# carrot game?



## RATHER BE RIDING (Dec 7, 2010)

When it comes up it will list a topic in the Horse Forum such as Horse Training or Horse Breeds or Western Riding. Go to that topic and when you click on it a box at the top of that page will say "Catch the Carrot". Click on it and you caught it!


----------



## jwells84 (Mar 29, 2011)

thanks


----------



## jdw (Mar 17, 2011)

How do you keep them from stealing them???


----------



## RATHER BE RIDING (Dec 7, 2010)

That I don't know. I have had a few stolen, but never the whole bunch. I wonder who has the most carrots on here and how many they have.


----------



## jdw (Mar 17, 2011)

I saw one chick with over two thousand!! I had two and he took one away....boo-hoo!! And what's with the carrot locator shown above?


----------



## RATHER BE RIDING (Dec 7, 2010)

Well, that was a bit stingy, but I guess that is how you get over 2000 carrots. The carrot locator shows you what category the carrot is hidden in. If it says, Horse Training, go to the list of categories and click on Horse Training and there should be a "catch the carrot" box if you got there first. 

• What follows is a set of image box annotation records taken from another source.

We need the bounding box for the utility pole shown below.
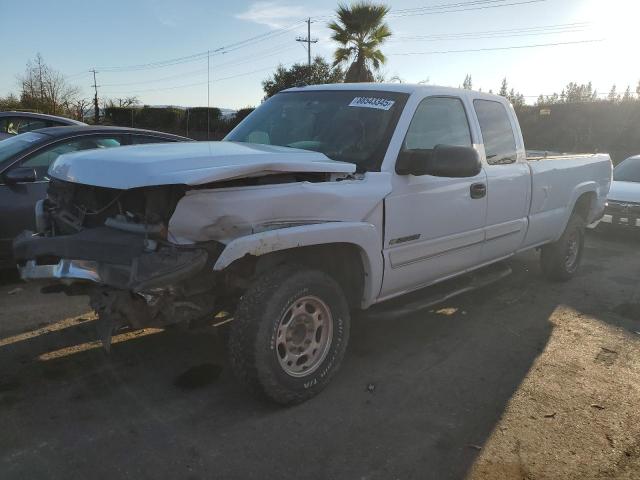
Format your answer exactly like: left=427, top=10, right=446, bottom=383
left=207, top=50, right=211, bottom=140
left=89, top=68, right=100, bottom=125
left=296, top=18, right=318, bottom=66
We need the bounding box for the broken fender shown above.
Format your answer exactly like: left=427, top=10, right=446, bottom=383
left=213, top=222, right=383, bottom=308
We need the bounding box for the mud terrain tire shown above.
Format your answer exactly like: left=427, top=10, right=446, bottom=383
left=229, top=265, right=350, bottom=405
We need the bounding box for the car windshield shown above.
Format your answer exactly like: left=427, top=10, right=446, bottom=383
left=225, top=90, right=408, bottom=171
left=613, top=157, right=640, bottom=183
left=0, top=132, right=46, bottom=164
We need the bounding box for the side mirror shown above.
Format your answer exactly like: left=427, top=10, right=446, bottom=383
left=2, top=167, right=38, bottom=185
left=396, top=145, right=482, bottom=178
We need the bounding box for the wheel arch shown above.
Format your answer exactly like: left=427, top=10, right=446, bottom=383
left=214, top=222, right=383, bottom=308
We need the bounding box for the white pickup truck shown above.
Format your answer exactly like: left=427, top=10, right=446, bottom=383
left=14, top=84, right=612, bottom=404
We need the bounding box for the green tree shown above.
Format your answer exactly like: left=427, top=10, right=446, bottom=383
left=462, top=75, right=473, bottom=90
left=262, top=57, right=344, bottom=98
left=328, top=1, right=391, bottom=82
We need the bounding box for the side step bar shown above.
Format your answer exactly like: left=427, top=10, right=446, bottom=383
left=364, top=263, right=512, bottom=319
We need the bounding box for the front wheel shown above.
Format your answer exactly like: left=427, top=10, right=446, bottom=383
left=229, top=265, right=350, bottom=405
left=540, top=214, right=585, bottom=281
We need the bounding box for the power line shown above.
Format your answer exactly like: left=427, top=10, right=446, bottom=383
left=296, top=17, right=318, bottom=66
left=389, top=39, right=604, bottom=55
left=388, top=0, right=547, bottom=18
left=99, top=21, right=302, bottom=72
left=389, top=22, right=590, bottom=41
left=101, top=42, right=294, bottom=94
left=101, top=62, right=302, bottom=95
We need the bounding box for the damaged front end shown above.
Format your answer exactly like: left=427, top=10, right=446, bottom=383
left=14, top=179, right=224, bottom=349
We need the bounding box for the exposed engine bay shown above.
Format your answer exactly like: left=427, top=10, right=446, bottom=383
left=14, top=180, right=224, bottom=348
left=14, top=172, right=370, bottom=348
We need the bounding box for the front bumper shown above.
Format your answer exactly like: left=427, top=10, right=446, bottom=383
left=14, top=227, right=222, bottom=292
left=601, top=200, right=640, bottom=228
left=18, top=259, right=103, bottom=283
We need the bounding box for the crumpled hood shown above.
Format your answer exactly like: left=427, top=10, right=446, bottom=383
left=607, top=180, right=640, bottom=203
left=49, top=142, right=356, bottom=189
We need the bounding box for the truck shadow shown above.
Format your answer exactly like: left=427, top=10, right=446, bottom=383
left=0, top=231, right=628, bottom=479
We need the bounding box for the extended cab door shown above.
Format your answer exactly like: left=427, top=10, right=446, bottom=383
left=380, top=96, right=487, bottom=300
left=473, top=98, right=531, bottom=263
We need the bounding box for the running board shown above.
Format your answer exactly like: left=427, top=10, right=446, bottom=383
left=364, top=263, right=512, bottom=319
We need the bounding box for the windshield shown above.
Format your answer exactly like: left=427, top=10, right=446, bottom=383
left=0, top=132, right=46, bottom=164
left=613, top=157, right=640, bottom=183
left=225, top=90, right=408, bottom=171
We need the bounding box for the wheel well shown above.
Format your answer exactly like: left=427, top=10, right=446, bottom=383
left=572, top=192, right=596, bottom=221
left=225, top=243, right=365, bottom=308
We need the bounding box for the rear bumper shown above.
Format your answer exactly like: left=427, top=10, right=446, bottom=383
left=18, top=259, right=103, bottom=283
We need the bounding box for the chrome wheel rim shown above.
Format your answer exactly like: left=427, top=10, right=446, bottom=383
left=276, top=295, right=333, bottom=377
left=564, top=231, right=580, bottom=271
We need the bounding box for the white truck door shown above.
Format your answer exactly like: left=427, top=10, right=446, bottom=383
left=380, top=96, right=487, bottom=299
left=473, top=98, right=531, bottom=263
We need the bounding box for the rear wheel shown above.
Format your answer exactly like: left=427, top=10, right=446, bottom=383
left=540, top=214, right=585, bottom=281
left=229, top=265, right=350, bottom=405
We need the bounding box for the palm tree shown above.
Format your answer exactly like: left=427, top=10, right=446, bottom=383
left=329, top=1, right=391, bottom=82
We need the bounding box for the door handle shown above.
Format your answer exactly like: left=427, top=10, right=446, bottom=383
left=469, top=183, right=487, bottom=198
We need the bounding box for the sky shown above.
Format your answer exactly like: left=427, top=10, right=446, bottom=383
left=0, top=0, right=640, bottom=109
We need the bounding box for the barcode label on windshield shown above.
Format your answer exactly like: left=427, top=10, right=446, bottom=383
left=349, top=97, right=396, bottom=110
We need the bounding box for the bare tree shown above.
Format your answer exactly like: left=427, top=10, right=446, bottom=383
left=18, top=53, right=79, bottom=115
left=70, top=98, right=93, bottom=122
left=103, top=96, right=140, bottom=108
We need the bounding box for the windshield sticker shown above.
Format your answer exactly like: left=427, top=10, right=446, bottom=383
left=349, top=97, right=396, bottom=110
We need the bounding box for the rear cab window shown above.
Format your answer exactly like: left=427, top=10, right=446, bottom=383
left=473, top=99, right=517, bottom=165
left=402, top=97, right=472, bottom=151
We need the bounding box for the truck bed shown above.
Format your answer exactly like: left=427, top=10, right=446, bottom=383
left=524, top=154, right=612, bottom=248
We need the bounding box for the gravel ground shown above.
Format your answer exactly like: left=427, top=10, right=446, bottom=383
left=0, top=230, right=640, bottom=480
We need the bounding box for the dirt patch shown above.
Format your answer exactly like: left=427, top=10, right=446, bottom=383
left=595, top=347, right=618, bottom=367
left=613, top=302, right=640, bottom=321
left=0, top=378, right=21, bottom=393
left=173, top=363, right=222, bottom=390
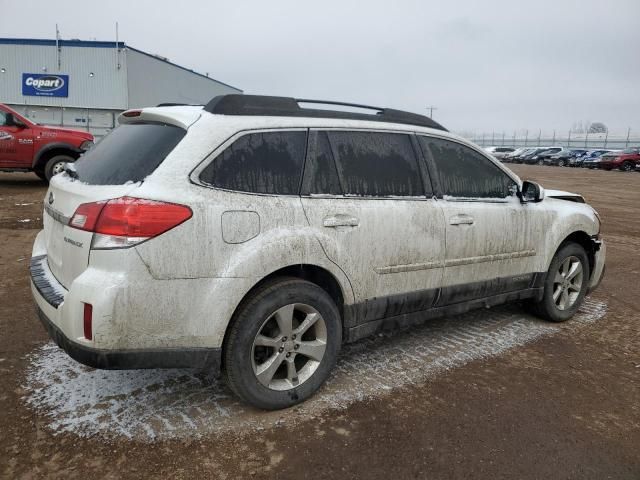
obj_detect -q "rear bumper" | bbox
[30,249,222,374]
[38,308,222,375]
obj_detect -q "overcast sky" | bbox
[0,0,640,135]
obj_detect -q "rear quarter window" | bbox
[328,131,425,197]
[75,123,187,185]
[200,131,307,195]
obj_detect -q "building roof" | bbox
[0,38,242,92]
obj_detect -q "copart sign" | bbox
[22,73,69,97]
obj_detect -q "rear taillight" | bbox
[69,197,192,249]
[82,303,93,340]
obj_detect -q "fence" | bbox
[460,129,640,150]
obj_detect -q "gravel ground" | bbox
[0,165,640,479]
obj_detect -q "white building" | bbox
[0,38,242,137]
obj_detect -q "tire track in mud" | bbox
[24,299,607,441]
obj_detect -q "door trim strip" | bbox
[373,249,536,275]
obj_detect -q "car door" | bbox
[419,137,543,305]
[301,130,445,327]
[0,110,33,168]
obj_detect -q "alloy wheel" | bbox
[553,255,584,310]
[51,162,67,176]
[251,303,327,391]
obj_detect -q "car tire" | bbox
[44,155,75,182]
[620,162,636,172]
[223,277,342,410]
[531,242,591,322]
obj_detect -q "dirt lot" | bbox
[0,165,640,479]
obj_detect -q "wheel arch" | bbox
[222,264,348,368]
[552,230,597,276]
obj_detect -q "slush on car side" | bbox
[30,95,605,409]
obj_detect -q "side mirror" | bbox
[519,180,544,203]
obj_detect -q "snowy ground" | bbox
[25,300,607,441]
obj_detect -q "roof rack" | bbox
[204,94,447,132]
[156,102,202,107]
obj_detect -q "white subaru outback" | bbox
[31,95,605,409]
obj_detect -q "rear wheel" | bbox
[533,243,590,322]
[224,278,342,410]
[44,155,75,181]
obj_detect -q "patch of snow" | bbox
[24,299,607,441]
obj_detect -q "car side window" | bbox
[327,131,430,197]
[419,136,516,198]
[200,131,307,195]
[301,132,342,195]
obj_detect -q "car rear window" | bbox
[75,123,187,185]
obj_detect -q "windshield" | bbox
[74,123,187,185]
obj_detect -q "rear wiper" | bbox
[63,162,78,179]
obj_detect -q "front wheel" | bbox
[44,155,75,182]
[224,278,342,410]
[533,243,590,322]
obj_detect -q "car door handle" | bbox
[449,213,474,225]
[322,213,360,228]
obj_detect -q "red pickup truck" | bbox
[600,147,640,172]
[0,103,94,181]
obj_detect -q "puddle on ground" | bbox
[24,299,607,441]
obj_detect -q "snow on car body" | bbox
[32,95,605,408]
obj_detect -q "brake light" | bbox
[82,303,93,340]
[69,197,192,249]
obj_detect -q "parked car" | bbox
[30,95,605,409]
[502,147,527,163]
[522,147,562,165]
[510,147,537,163]
[543,148,586,167]
[600,147,640,172]
[576,150,612,169]
[0,103,93,181]
[485,147,515,160]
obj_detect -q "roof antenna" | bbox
[56,23,62,71]
[116,22,120,70]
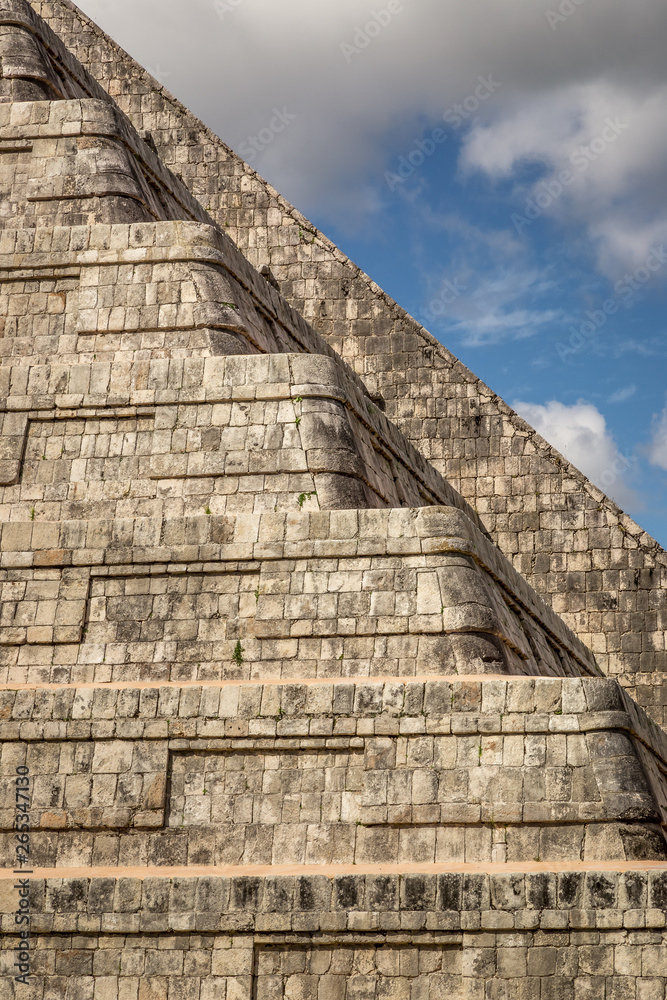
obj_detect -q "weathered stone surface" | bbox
[33,0,667,723]
[0,0,667,1000]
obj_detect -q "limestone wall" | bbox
[33,0,667,722]
[7,868,667,1000]
[0,508,598,682]
[0,677,667,868]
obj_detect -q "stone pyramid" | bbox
[0,0,667,1000]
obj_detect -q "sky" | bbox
[79,0,667,546]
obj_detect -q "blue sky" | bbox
[80,0,667,545]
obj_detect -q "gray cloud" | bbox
[80,0,667,275]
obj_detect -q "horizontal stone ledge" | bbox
[7,861,667,881]
[0,674,506,691]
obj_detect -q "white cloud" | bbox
[512,400,640,508]
[79,0,667,274]
[647,407,667,470]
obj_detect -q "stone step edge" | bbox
[6,860,667,882]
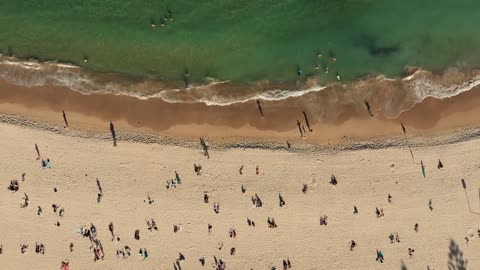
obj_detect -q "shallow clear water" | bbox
[0,0,480,81]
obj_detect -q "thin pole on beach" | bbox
[400,122,415,163]
[462,178,480,215]
[62,110,68,127]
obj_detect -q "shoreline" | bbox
[0,75,480,151]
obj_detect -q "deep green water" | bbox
[0,0,480,81]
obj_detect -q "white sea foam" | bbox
[0,55,480,110]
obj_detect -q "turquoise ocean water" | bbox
[0,0,480,86]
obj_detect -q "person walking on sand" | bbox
[350,240,357,251]
[303,111,313,132]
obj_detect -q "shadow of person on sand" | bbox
[110,121,117,146]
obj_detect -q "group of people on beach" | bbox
[0,130,480,270]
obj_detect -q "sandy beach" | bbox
[0,113,480,269]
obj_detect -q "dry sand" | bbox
[0,120,480,270]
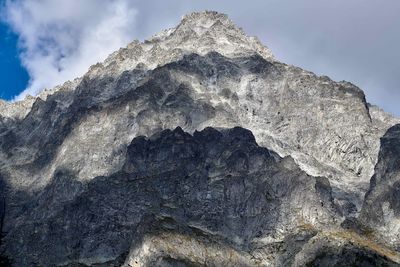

I like your Chief Dan George quote!


----------



## jdw (Mar 17, 2011)

Thanks, RBR; I love your paint!!


----------



## RATHER BE RIDING (Dec 7, 2010)

Thanks, jdw! He is pretty special to me.


----------



## Azale1 (Jul 5, 2010)

Where is the Carrot locator?


----------



## jwells84 (Mar 29, 2011)

in the threads. right below the ads, and above where everyone starts writing.


----------